Havana cafe offers paid jobs to young people with Down syndrome, autism
At Mazón and Neptuno, Liva turned a bright yellow corner cafe into paid work for about a dozen young Cubans with Down syndrome and autism.

A bright yellow cafe on a busy central Havana corner is trying to do something Cuba’s crisis economy rarely makes easy: offer steady, paid work to young people with Down syndrome and autism. Liva, at Mazón and Neptuno, has become a visible test of whether inclusion can survive when ordinary jobs are scarce, unstable and often out of reach.
The project took shape in February and formally opened on March 21, 2026, as the island was sliding into another emergency cycle of fuel shortages and state-sector cuts meant to save energy. Liva is part of Cielos Abiertos and takes its name from Liván Valle, the son of project director Mariolis Escobar. About a dozen young workers, between 20 and 35 years old, are employed there as waiters or kitchen assistants and earn roughly 1,000 Cuban pesos a day.

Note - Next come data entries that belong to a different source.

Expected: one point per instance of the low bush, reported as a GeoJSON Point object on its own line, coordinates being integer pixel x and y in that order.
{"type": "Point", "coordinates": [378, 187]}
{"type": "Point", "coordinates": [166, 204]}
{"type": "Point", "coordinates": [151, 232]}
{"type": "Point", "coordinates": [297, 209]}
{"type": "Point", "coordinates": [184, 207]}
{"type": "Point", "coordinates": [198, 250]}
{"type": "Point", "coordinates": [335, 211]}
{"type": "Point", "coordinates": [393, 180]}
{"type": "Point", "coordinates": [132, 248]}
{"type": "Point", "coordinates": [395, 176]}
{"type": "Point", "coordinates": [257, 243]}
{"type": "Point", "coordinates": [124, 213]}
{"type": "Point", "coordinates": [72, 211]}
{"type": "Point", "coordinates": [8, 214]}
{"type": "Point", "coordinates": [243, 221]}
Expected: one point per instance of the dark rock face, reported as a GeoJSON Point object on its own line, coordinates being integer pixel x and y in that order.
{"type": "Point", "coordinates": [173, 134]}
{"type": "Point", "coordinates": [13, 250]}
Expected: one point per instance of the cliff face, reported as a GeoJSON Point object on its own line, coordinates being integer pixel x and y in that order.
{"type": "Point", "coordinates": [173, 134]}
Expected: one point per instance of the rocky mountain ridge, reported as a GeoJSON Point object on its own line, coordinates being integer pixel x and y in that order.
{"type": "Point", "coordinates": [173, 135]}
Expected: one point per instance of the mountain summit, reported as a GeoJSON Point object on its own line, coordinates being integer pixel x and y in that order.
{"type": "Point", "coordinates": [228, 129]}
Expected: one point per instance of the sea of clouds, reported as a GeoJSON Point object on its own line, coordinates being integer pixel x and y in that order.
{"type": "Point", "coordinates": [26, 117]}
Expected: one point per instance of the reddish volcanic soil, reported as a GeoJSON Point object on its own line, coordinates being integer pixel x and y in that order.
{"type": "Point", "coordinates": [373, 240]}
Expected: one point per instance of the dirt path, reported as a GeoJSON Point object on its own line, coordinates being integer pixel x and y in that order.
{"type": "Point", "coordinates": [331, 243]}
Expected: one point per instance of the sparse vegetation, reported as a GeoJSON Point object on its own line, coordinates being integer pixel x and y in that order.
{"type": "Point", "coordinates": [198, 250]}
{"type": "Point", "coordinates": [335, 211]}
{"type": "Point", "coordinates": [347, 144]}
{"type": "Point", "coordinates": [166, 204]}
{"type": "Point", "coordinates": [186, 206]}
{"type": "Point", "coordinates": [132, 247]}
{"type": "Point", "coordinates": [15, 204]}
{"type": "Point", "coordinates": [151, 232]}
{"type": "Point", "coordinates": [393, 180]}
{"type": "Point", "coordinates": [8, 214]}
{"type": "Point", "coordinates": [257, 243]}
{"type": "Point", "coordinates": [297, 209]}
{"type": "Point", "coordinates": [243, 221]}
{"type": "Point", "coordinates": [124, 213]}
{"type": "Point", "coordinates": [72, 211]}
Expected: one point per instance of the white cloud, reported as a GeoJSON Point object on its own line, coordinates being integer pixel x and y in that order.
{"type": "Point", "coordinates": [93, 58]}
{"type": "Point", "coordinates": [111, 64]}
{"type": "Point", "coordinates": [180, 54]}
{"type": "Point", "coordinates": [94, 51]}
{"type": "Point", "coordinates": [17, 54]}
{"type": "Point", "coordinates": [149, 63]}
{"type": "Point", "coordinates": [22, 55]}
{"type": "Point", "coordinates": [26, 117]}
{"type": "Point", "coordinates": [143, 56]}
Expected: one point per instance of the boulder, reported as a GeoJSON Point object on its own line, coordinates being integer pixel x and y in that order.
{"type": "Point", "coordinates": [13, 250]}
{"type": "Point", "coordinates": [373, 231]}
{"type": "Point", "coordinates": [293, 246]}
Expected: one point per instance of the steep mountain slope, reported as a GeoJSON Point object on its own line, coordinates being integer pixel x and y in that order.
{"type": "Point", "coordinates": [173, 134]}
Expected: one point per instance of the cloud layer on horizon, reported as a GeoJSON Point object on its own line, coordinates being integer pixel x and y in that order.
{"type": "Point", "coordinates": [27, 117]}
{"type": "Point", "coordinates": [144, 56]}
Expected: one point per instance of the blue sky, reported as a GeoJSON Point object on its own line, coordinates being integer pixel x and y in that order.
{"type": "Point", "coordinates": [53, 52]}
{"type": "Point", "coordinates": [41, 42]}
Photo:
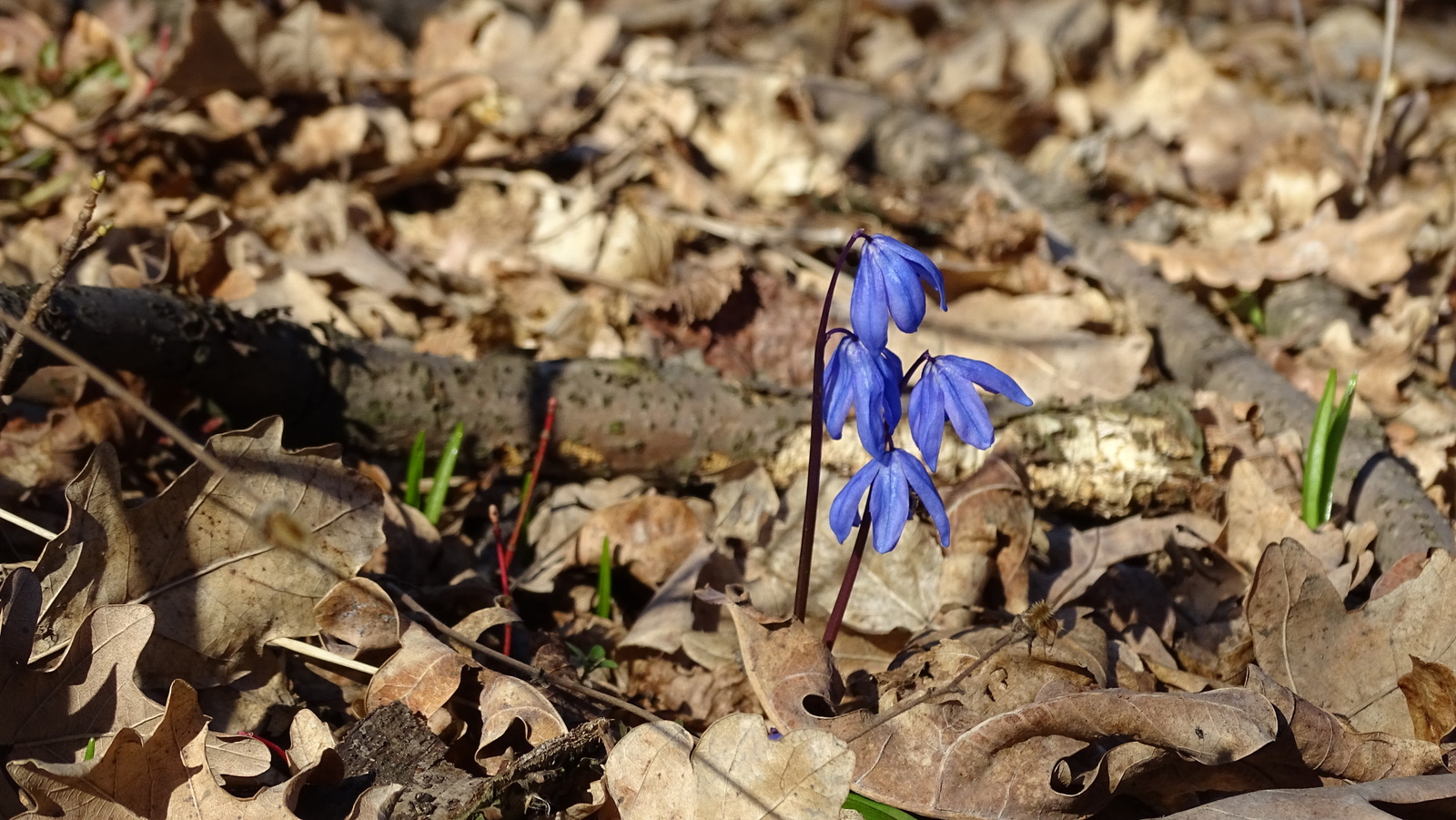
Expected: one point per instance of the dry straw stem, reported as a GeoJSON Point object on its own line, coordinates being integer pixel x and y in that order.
{"type": "Point", "coordinates": [57, 273]}
{"type": "Point", "coordinates": [523, 669]}
{"type": "Point", "coordinates": [1392, 21]}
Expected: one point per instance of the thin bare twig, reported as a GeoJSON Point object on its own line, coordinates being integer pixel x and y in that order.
{"type": "Point", "coordinates": [523, 669]}
{"type": "Point", "coordinates": [1392, 21]}
{"type": "Point", "coordinates": [57, 273]}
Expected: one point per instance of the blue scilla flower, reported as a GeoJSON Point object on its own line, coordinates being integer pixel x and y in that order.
{"type": "Point", "coordinates": [866, 379]}
{"type": "Point", "coordinates": [888, 478]}
{"type": "Point", "coordinates": [946, 390]}
{"type": "Point", "coordinates": [888, 286]}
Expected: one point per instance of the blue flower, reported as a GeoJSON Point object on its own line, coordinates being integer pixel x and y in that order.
{"type": "Point", "coordinates": [888, 478]}
{"type": "Point", "coordinates": [946, 388]}
{"type": "Point", "coordinates": [888, 286]}
{"type": "Point", "coordinates": [870, 380]}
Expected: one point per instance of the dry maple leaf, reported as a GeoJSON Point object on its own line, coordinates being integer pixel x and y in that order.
{"type": "Point", "coordinates": [197, 558]}
{"type": "Point", "coordinates": [164, 776]}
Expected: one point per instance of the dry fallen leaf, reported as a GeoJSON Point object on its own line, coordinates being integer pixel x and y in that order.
{"type": "Point", "coordinates": [1349, 663]}
{"type": "Point", "coordinates": [198, 560]}
{"type": "Point", "coordinates": [165, 776]}
{"type": "Point", "coordinates": [735, 771]}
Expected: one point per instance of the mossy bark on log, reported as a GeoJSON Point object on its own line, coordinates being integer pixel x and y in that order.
{"type": "Point", "coordinates": [613, 415]}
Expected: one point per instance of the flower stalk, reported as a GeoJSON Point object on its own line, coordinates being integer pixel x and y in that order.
{"type": "Point", "coordinates": [865, 376]}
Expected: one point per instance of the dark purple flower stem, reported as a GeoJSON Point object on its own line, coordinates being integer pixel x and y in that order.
{"type": "Point", "coordinates": [836, 616]}
{"type": "Point", "coordinates": [801, 587]}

What makes the cafe stand out is not only who it hires, but how it is staffed. Alongside the young employees, Liva includes a special education specialist and a psychologist, a setup that gives the place routines, supervision and support beyond a symbolic hiring campaign. Escobar has framed the effort as a way to give her children and others like them a profession, fair pay and a sense of empowerment, and the daily work at the counter has turned that idea into something visible on one of Havana’s busiest streets.

The cafe also lands inside a wider disability landscape that makes the stakes clearer. UNICEF says Cuba’s 2012 census registered 41,374 children and adolescents with disabilities. It also says the country had 355 special schools with 33,975 students in the 2017-2018 school year, while 1,978 mainstream schools were providing educational support to 11,037 children and adolescents with disabilities. The World Health Organization says disability is shaped not only by health conditions such as autism, but also by inaccessible transport, buildings and limited social support, factors that can decide whether formal rights become real opportunity.
That is what gives Liva its wider meaning in Havana right now. OnCuba reported in May 2026 that Cuba’s structural crisis and oil-related pressure had forced hundreds of small businesses to close or suspend operations, which makes a functioning private cafe employing people with disabilities feel less like a feel-good exception and more like a survival model under strain. At Mazón and Neptuno, the lesson is plain: in a country where stability is thin, inclusion has to be built into the work itself.